Regex-heavy grok without anchors, unbounded multiline, ignoring backpressure, huge heap causing long GC, single pipeline doing too much.

49) 30-Day Adoption Plan

Week 1: baseline ingestion • Week 2: parsing/PII masking • Week 3: S3 archive/Kafka decoupling • Week 4: HA, monitoring, DLQ.

50) Interview Q&A — 20 Practical Questions (Expanded)

1) Logstash vs Beats? Beats ship/forward; Logstash parses/enriches/routes and supports complex ETL.

2) When to use persistent queues? To survive ES/Kafka outages and absorb bursts; enables reliable at-least-once processing.

3) Grok vs Dissect? Dissect for delimiter-based fast parsing; grok for regex flexibility. Prefer dissect when possible.

4) How to handle multiline logs? Use multiline codec (file/beats) with safe patterns; avoid patterns that glue unrelated lines.

5) What is DLQ? Dead Letter Queue stores events that failed output (e.g., ES mapping). Reprocess later.

6) How to prevent data loss? Persistent queues, Kafka buffering, idempotent outputs, retries, and checkpointing (JDBC last_run).

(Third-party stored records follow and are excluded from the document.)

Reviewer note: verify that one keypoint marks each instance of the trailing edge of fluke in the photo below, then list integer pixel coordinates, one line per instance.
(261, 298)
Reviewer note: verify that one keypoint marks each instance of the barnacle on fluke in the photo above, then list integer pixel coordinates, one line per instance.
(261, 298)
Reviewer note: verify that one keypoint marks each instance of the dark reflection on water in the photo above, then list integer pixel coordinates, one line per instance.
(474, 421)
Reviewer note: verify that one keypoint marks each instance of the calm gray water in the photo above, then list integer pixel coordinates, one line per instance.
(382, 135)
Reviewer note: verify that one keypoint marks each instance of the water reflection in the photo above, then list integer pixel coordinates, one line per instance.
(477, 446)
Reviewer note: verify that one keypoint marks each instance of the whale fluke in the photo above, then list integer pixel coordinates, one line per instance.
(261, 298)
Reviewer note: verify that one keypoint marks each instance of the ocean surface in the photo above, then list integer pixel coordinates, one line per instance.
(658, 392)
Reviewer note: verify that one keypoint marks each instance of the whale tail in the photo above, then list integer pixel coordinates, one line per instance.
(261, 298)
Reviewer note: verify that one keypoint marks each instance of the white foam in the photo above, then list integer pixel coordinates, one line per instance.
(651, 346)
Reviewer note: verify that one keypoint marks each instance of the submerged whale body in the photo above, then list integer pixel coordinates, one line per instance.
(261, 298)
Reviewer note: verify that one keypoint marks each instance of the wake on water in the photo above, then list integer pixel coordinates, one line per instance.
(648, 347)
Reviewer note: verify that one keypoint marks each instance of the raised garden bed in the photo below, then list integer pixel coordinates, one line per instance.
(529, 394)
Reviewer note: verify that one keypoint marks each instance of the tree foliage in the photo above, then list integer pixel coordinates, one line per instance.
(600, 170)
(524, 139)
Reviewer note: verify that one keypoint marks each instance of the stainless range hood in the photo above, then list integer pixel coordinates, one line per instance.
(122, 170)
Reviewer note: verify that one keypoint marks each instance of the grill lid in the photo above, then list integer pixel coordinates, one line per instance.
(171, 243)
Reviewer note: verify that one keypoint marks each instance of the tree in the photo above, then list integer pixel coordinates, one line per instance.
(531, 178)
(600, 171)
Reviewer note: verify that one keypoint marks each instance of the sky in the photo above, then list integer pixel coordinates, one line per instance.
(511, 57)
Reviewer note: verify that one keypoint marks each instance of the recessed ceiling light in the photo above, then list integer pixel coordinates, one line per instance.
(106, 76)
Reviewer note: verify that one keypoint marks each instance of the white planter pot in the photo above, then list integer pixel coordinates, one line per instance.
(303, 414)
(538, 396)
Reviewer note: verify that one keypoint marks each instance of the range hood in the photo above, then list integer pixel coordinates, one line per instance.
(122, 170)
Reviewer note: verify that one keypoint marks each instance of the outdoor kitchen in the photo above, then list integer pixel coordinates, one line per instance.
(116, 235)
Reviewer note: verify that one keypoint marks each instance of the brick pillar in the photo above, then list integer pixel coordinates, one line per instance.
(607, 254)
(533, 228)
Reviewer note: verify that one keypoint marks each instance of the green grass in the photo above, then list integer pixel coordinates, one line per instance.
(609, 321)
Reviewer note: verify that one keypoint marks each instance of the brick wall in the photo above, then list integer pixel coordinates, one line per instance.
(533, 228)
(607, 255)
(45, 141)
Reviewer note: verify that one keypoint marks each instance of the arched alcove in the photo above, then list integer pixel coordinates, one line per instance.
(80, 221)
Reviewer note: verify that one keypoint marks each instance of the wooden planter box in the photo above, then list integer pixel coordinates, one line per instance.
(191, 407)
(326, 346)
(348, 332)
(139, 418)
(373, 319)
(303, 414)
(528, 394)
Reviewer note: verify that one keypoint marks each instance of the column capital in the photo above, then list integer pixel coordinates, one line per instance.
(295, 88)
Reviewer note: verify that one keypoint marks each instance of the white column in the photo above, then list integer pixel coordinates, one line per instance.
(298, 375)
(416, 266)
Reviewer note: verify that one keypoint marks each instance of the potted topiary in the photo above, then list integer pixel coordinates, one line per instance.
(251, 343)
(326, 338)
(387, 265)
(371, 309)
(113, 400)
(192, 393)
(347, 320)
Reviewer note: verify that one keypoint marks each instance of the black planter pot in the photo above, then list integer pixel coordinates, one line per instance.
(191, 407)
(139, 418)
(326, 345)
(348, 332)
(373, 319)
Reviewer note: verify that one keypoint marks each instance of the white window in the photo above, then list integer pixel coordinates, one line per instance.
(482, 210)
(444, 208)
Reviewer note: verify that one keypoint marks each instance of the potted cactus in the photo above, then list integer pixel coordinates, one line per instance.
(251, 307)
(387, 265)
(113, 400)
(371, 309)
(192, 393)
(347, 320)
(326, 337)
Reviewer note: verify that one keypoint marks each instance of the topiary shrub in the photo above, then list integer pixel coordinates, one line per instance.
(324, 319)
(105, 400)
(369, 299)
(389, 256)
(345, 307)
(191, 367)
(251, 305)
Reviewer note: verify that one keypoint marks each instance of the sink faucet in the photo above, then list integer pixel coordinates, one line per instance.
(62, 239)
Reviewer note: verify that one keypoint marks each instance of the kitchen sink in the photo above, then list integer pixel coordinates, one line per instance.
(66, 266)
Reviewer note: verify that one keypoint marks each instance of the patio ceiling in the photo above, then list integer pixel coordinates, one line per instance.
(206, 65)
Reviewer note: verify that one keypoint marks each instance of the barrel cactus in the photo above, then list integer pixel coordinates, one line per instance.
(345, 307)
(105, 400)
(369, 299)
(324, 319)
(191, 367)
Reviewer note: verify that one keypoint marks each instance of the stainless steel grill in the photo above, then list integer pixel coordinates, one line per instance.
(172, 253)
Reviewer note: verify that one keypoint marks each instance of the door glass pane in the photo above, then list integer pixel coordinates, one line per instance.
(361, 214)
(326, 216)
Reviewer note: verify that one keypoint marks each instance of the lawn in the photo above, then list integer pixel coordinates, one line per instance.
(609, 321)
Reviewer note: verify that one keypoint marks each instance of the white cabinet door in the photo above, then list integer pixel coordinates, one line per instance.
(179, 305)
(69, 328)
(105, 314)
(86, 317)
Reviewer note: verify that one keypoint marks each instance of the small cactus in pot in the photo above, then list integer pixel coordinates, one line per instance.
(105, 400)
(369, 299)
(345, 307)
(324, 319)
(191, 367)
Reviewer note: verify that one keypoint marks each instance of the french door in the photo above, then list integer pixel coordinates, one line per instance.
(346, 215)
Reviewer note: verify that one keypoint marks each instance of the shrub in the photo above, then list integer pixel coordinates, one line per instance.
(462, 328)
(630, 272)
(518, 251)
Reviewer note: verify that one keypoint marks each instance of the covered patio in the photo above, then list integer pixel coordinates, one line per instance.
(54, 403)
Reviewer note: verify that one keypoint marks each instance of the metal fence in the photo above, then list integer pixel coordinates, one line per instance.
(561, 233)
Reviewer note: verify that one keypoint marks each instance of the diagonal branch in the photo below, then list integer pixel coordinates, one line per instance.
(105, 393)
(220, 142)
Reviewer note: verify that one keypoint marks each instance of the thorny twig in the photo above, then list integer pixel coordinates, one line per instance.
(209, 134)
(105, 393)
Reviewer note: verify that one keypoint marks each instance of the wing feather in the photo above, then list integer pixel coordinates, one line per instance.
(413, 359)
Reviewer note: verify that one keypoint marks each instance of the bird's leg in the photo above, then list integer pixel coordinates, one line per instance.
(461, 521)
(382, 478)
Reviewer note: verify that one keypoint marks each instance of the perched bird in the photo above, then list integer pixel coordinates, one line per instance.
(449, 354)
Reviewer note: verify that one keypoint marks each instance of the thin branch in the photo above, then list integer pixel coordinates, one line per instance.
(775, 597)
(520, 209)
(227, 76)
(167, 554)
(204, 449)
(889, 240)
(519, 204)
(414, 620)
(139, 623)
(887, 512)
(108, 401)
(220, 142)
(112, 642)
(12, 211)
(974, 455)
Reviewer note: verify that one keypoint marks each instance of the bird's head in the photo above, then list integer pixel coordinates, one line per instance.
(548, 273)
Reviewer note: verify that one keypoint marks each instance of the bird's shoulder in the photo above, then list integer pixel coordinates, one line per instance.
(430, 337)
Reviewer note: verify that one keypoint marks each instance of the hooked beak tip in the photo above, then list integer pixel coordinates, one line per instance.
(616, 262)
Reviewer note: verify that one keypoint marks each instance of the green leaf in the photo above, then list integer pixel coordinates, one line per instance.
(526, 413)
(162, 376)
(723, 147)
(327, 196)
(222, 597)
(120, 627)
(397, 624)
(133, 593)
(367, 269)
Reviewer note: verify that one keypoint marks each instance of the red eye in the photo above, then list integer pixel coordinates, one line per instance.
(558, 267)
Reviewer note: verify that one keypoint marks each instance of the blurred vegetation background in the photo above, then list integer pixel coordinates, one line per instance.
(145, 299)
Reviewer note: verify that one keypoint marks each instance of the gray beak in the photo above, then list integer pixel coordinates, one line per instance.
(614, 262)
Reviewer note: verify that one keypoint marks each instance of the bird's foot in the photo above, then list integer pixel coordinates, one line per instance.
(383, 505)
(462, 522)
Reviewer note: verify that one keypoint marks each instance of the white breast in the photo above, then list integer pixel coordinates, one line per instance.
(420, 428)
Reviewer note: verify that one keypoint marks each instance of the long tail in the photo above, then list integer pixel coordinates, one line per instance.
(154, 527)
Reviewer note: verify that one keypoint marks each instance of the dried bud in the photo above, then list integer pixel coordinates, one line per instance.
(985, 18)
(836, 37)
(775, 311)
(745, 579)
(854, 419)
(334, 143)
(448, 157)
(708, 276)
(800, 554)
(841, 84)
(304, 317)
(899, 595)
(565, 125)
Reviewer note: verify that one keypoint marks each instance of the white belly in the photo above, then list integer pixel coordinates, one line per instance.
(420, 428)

7) Scale strategies? Multiple pipelines, horizontal instances, Kafka fan-in, selective enrichment only where needed.

8) ES index naming best practice? Include app + date; align with ILM; avoid too many small indices.

9) Why are pipelines slow? Heavy grok, blocking outputs, tiny batch size, insufficient workers, GC pauses—profile and tune each.

10) Secure inputs? TLS/mTLS on Beats/HTTP/Kafka; keystore for secrets; network policies; JVM updates.

11) How to enrich with external data? translate filter, jdbc_streaming filter, or enrich in Kafka/ES ingest pipelines.

12) Ordering guarantees? Not strictly guaranteed end-to-end; if needed, group by key and use single-threaded paths.

13) Backpressure symptoms? Growing queues, rising latency, ES bulk rejections; add capacity, throttle, or buffer to Kafka.

14) JSON parsing errors? Validate source, use json { skip_on_invalid_json => true }, send invalid to a quarantine index.

15) Why split pipelines? Isolation and easier scaling/troubleshooting; avoid “god pipeline”.

16) Zero-downtime changes? Rolling deploy multiple instances; use feature flags/conditionals; validate with -t first.

17) How to mask PII? mutate gsub, anonymize fields, or custom ruby filter; ensure compliance and audit.

18) Monitoring must-haves? Event rates, queue depth, filter durations, JVM heap/GC, output failures.

19) Typical troubleshooting flow? Reproduce with stdin/stdout, add rubydebug codec, disable filters progressively, check logs/metrics.

20) When not to use Logstash? If only lightweight shipping needed (Filebeat) or when stream processing/joins/windows are required (use Kafka Streams/Flink).